BOSTON, August 18, 2025 — Klaviyo, Inc. (the “Company”) (NYSE: KVYO), the only CRM built for B2C brands, today announced the pricing of an underwritten public offering of 6,500,000 shares of its Series A common stock (the “Offering”) by certain of its existing stockholders (the “Selling Stockholders”). In addition, such Selling Stockholders have granted the underwriter a 30-day option to purchase up to an additional 975,000 shares. The Company will not receive any proceeds from the sale of the shares being offered by the Selling Stockholders. The Offering is expected to close on August 21, 2025, subject to customary closing conditions.

Barclays is acting as the underwriter for the offering.

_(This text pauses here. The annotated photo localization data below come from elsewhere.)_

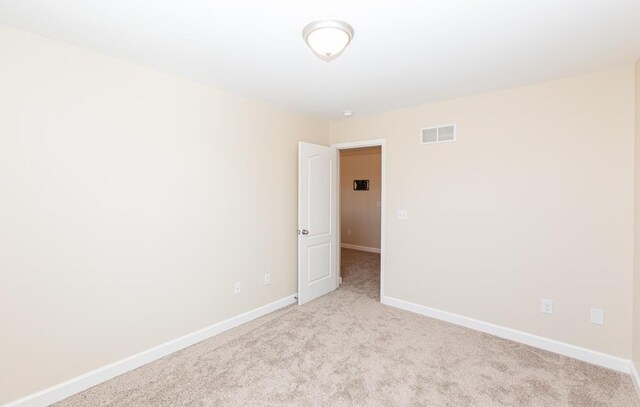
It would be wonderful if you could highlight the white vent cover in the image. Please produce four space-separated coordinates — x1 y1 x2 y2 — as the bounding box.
420 124 456 144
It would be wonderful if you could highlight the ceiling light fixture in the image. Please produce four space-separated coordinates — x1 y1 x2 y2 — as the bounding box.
302 19 354 62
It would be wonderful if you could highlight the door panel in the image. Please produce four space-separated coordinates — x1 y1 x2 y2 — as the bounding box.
308 155 331 236
298 142 337 305
308 242 331 283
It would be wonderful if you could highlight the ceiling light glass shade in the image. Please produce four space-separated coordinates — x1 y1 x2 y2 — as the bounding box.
303 20 354 62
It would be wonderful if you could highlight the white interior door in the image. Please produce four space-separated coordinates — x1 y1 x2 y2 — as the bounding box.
298 142 338 305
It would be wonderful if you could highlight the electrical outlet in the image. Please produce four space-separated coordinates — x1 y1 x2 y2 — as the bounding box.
264 273 271 286
590 308 604 325
234 281 241 295
397 209 409 220
541 298 553 314
347 229 352 236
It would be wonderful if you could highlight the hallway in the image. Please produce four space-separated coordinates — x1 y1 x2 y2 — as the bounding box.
339 248 380 301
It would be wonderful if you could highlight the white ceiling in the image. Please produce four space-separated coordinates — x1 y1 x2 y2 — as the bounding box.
1 0 639 117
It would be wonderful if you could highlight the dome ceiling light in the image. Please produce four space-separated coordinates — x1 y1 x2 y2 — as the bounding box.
302 20 354 62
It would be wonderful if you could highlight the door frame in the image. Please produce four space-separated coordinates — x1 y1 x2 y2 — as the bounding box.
331 139 386 300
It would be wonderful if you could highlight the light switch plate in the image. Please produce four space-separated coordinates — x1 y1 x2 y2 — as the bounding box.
397 209 409 220
590 308 604 325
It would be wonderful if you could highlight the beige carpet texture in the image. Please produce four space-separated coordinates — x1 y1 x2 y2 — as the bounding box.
57 249 638 406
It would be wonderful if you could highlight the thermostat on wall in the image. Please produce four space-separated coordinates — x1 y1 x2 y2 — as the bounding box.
353 180 369 191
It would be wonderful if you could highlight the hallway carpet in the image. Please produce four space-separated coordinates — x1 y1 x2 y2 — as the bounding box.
58 249 638 406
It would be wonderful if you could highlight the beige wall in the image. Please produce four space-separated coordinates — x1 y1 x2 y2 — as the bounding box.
330 66 635 358
0 25 328 404
634 59 640 370
340 147 382 249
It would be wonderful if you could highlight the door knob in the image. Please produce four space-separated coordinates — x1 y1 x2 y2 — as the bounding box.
301 229 309 235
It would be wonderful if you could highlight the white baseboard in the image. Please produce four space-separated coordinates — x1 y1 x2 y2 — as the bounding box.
5 294 297 407
381 295 631 374
341 243 381 254
631 362 640 400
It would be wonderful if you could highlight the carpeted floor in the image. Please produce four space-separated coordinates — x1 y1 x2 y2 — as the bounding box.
57 249 638 406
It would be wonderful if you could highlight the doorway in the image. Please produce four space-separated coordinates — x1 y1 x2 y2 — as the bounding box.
334 140 385 301
296 139 385 305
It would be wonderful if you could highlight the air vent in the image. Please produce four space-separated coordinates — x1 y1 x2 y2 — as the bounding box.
420 124 456 144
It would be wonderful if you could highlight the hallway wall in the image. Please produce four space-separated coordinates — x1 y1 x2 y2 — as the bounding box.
340 147 382 250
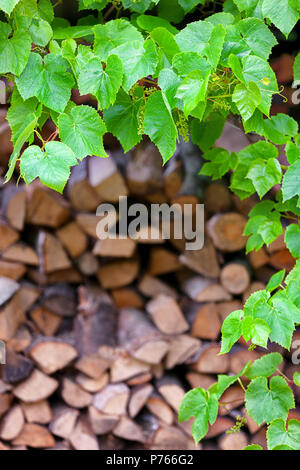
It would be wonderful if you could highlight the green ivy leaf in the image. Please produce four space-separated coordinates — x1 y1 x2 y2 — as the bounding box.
232 82 261 121
245 376 295 426
247 158 282 198
144 91 178 163
78 55 123 110
262 0 300 36
191 112 226 152
282 160 300 202
150 27 180 63
178 0 204 13
220 310 244 354
294 372 300 387
113 39 158 92
243 444 263 450
103 89 142 152
266 269 286 292
0 0 20 15
285 224 300 258
20 141 78 193
16 52 74 113
242 55 278 116
175 20 213 55
200 148 232 180
176 70 206 117
267 419 300 450
0 22 31 76
294 52 300 81
204 24 226 69
158 68 181 109
173 52 211 77
58 105 107 160
121 0 152 13
263 114 299 145
94 19 143 60
246 353 283 379
137 15 178 35
29 18 53 47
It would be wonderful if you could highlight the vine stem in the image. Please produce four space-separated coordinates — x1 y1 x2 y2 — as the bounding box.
276 368 293 385
237 377 247 393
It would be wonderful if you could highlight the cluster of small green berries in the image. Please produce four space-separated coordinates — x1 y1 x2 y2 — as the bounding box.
226 416 247 434
175 110 190 142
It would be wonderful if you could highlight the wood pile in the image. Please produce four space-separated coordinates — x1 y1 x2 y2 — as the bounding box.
0 137 298 451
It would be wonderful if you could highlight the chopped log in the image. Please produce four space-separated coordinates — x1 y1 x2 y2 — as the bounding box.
131 225 164 244
69 416 99 450
110 356 151 383
219 385 245 415
127 372 153 386
2 243 39 266
181 276 232 302
186 372 216 390
49 405 79 439
148 247 181 276
30 306 62 336
88 406 119 435
192 345 230 374
230 348 261 375
118 308 169 364
165 335 201 369
93 383 130 415
129 383 154 420
216 300 243 322
146 295 189 335
75 355 110 380
266 233 286 253
0 441 10 450
220 263 250 295
26 187 70 228
41 284 76 317
0 394 13 419
67 160 101 212
13 369 58 403
97 258 139 289
0 277 19 306
191 303 221 340
179 238 220 279
243 281 266 304
138 274 178 299
6 326 32 353
1 185 26 231
76 372 109 393
57 222 88 258
156 376 186 412
250 426 267 450
243 407 260 434
76 213 101 238
0 260 26 281
126 142 164 195
111 288 143 309
248 248 269 269
206 417 234 439
164 159 183 200
37 231 71 273
150 424 188 450
61 378 92 409
77 252 99 276
146 395 174 425
0 405 24 441
29 339 77 374
207 213 247 252
93 237 136 258
22 400 52 424
219 431 248 450
113 416 145 443
269 249 295 271
12 423 55 448
0 220 19 252
3 350 34 384
0 283 40 341
204 183 232 213
75 285 117 356
89 155 128 202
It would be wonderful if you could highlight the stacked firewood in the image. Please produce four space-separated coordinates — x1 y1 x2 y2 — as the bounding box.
0 137 299 451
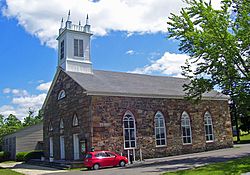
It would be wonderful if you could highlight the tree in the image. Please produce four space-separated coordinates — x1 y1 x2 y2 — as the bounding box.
0 114 4 127
23 109 36 127
23 109 43 127
0 114 23 150
4 114 22 127
35 109 44 122
167 0 250 141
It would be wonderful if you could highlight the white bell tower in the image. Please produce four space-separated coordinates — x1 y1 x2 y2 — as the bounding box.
57 11 93 74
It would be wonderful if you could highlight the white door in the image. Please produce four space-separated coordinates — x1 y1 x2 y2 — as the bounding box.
49 137 53 157
60 136 65 160
73 134 80 160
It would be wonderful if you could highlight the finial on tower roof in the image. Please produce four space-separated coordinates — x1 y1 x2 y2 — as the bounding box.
79 21 81 26
60 18 64 28
86 14 89 25
67 10 71 21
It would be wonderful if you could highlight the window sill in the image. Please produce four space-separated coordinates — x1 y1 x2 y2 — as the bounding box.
155 145 167 148
206 140 214 143
124 147 136 150
183 143 192 146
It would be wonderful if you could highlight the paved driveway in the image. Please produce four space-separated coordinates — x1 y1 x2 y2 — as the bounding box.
50 144 250 175
1 144 250 175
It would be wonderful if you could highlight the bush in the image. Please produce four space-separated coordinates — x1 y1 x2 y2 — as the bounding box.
16 152 28 162
0 151 10 162
24 150 44 162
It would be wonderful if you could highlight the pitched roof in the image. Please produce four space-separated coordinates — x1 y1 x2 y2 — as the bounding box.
66 70 228 100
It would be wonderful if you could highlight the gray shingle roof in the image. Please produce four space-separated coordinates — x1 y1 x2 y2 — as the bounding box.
66 70 228 100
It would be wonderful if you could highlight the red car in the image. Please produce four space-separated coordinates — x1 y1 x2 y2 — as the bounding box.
83 151 128 170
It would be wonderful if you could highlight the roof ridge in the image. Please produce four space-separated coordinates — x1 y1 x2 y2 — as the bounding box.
91 69 187 80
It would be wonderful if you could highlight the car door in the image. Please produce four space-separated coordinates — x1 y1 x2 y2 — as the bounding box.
95 152 107 167
105 152 117 166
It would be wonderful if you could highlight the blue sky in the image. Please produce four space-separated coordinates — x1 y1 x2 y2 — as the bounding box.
0 0 221 119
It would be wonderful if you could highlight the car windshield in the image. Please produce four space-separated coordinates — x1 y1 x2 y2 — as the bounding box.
85 154 92 158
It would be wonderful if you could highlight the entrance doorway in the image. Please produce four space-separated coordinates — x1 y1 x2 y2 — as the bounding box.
60 136 65 160
73 134 80 160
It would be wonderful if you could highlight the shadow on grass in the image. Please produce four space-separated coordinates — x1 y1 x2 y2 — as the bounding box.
234 140 250 144
163 156 250 175
127 152 250 175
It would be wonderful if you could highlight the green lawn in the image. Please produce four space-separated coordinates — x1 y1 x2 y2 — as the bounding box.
163 156 250 175
233 133 250 144
0 168 24 175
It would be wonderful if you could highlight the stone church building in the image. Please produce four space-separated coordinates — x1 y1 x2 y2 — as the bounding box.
42 14 233 162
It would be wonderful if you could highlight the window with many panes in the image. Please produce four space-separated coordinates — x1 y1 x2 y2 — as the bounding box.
60 40 64 59
123 111 136 149
155 111 166 146
181 111 192 144
74 39 84 57
204 111 214 142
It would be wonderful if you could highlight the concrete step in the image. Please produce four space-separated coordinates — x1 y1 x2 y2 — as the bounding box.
27 159 84 169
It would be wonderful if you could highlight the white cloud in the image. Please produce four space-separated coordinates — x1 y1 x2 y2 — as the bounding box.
12 94 47 109
0 93 47 120
36 81 52 91
2 0 223 48
131 52 189 77
0 105 17 116
126 50 136 55
0 82 51 119
2 0 189 48
3 88 11 94
11 89 29 96
2 88 29 96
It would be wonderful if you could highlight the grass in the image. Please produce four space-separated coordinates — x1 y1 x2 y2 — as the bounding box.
163 156 250 175
233 133 250 144
0 167 24 175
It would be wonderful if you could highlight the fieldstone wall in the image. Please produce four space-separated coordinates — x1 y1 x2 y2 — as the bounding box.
43 71 92 160
91 96 233 159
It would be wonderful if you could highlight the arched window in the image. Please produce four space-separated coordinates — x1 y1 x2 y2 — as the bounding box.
72 114 79 126
60 118 64 129
155 111 166 146
204 111 214 142
123 111 136 149
49 121 53 132
181 111 192 144
58 90 66 100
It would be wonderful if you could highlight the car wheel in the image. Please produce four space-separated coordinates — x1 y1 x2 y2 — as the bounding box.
93 163 100 170
119 160 126 167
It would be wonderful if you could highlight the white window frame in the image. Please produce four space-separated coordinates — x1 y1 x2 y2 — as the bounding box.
58 90 66 100
204 111 214 142
60 118 64 129
74 39 84 57
49 137 53 157
49 121 53 132
154 111 167 147
123 111 136 149
181 111 192 145
60 136 65 159
73 134 80 160
72 114 79 126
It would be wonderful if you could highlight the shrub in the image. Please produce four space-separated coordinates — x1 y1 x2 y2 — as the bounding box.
16 152 28 162
0 151 10 162
24 150 44 162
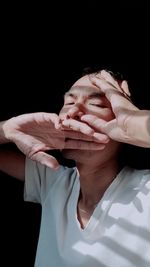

Barclays may offer the shares of Series A common stock from time to time in one or more transactions on the New York Stock Exchange, in the over-the-counter market, through negotiated transactions or otherwise at market prices prevailing at the time of sale, at prices related to prevailing market prices or at negotiated prices.

A registration statement on Form S-3 relating to these securities was filed with the Securities and Exchange Commission (the “SEC”) on February 19, 2025 and became effective upon filing. The offering is being made only by means of a prospectus supplement and an accompanying prospectus. A copy of these documents may be obtained, when available, by visiting the SEC’s website at www.sec.gov or by contacting Barclays Capital Inc., c/o Broadridge Financial Solutions, 1155 Long Island Avenue, Edgewood, NY 11717, by phone 1-888-603-5847, or by email: barclaysprospectus@broadridge.com.

This press release shall not constitute an offer to sell or a solicitation of an offer to buy these securities, nor shall there be any offer or sale of these securities in any state or jurisdiction in which such offer, solicitation or sale would be unlawful prior to the registration or qualification under the securities laws of any such state or jurisdiction.